“We may have differences with Vladimir Putin but I have not forgotten and will never forget that the Russian people gave millions of lives [during World War II]. I told Vladimir Putin that as the representative of the Russian people, he is welcome to the ceremonies.”
- French President François Hollande, May 8, 2014.
It was never a good idea to invite Vladimir Putin to join the 70th-anniversary commemoration of the D-Day landings on June 6. But the justification now offered by the French government makes the original mistake a great deal worse.
As Putin prepares for the Normandy ceremonies, his hirelings are attempting to provoke violence and disrupt elections in Ukraine. Putin justifies his government’s actions against Ukraine as necessary to resist Ukrainian “fascists.”
This represents an audacious inversion of reality. In free presidential elections on May 25, about 2 percent of Ukrainians cast their ballots for the ultra-nationalist parties Svoboda and Pravy Sektor. In elections that same day to the European Union parliament, France’s xenophobic and anti-Semitic National Front collected 25 percent of the vote. Meanwhile, Putin himself has emerged as the chief paymaster and inspiration for Europe’s far-right parties.
In Putin’s distorted version of reality, those Ukrainians who demonstrated for a liberal, democratic, and European-oriented future are vilified as neo-Nazis. The Russian-backed thugs and goons who violently attack them are saluted as the heirs to the anti-Nazi resistance.
This inversion may be audacious, but it is not new. For almost half a century after 1945, Soviet leaders vilified any and all resistance to their rule over Eastern Europe as fascist by definition. Social democrats, Catholics, peasant populists, and monarchist conservatives: fascists all. At the same time, the Soviets redefined the war against Nazi Germany as a specifically Russian struggle. The millions of war dead inside the Soviet Union—many of them Jews, Ukrainians, Poles, Belarusians, and other national minorities—were boldly relabeled as “Russians” all. When François Hollande salutes Vladimir Putin as the heir and legatee of the wartime Grand Alliance, he repeats and ratifies this antique and deceitful propaganda.
In the context of 2014, this propaganda is especially dangerous. The Soviets reinvented World War II as a Russian war to deliberately discredit any expression of nationalism in their largest subject-nation, Ukraine. If the Ukrainians were all Nazis, then a bid for Ukrainian independence must be a Nazi project. That was a highly useful idea for the Soviets in the postwar era. It’s a useful idea for Vladimir Putin again today.
And yes, the Nazis did indeed recruit collaborators inside Ukraine.
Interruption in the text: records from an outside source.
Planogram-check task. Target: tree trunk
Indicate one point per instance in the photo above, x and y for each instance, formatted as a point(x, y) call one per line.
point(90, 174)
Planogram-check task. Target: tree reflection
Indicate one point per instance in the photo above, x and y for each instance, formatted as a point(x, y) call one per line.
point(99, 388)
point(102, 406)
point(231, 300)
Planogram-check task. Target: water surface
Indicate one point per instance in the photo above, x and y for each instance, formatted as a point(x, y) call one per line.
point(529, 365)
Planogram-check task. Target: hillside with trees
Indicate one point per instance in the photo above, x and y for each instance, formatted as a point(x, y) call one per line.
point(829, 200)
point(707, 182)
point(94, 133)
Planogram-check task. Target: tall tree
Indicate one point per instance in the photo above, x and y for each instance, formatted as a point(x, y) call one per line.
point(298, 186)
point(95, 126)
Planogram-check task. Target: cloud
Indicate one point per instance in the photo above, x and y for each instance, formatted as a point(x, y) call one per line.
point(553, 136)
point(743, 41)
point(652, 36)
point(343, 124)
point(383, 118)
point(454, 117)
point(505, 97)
Some Ukrainians welcomed the Nazi invasion in 1941 as a liberation from Soviet rule. Some committed vicious atrocities against Poles and Jews. Some opportunistically served whichever side seemed to be winning at the moment. Some heroically sacrificed themselves to win a global victory for freedom in which their own country would not share.
The same story could be told almost everywhere in Nazi-occupied Europe. If collaboration in the 1940s discredited a nation’s right to self-government in the 2010s, then France itself would forfeit its rights.
Putin’s approach is to claim for Russia all that is creditable in Soviet history—and then to present Russians as the principal victims of every Soviet crime and atrocity, when those crimes are not outright excised or denied. Yet 7 million Ukrainians wore the uniform of the Red Army during World War II. If Putin is entitled to a place on the Normandy reviewing stand to honor the contributions of Russians in 1941-45, why not also invite Ukraine’s president-elect—and, for that matter, Kazakhstan’s and Uzbekistan’s and those of all the successor republics of the Soviet Union? Are too many of those leaders thugs and crooks? Well, what else is Putin? If it’s too embarrassing to invite President Alexander Lukashenko of Belarus, it ought to be too embarrassing to invite his patron.
In 1994, French President François Mitterrand—himself a former collaborationist—declined to invite Germany’s Helmut Kohl to the 50th anniversary of the D-Day landings. The excuse was that the day belonged only to the victorious Allies. (The true motive seems to have been to remind newly reunified Germany to mind its Ps and Qs.) Since then, a more charitable spirit has prevailed. German Chancellor Gerhard Schroeder joined French President Jacques Chirac to commemorate the 60th anniversary of D-Day. In explaining the invitation and his decision to accept, Schroeder wrote that on D-Day, “France was liberated from German occupation and we Germans from the Nazi tyranny. This day is much more than victory or defeat. It has become a symbol of the struggle for freedom, democracy and human rights. It is only right that we Germans take part.” That decision seems just and generous today. And it explains why all the states of democratic Europe deserve an invitation to share the memory of the day—and why Vladimir Putin doesn’t.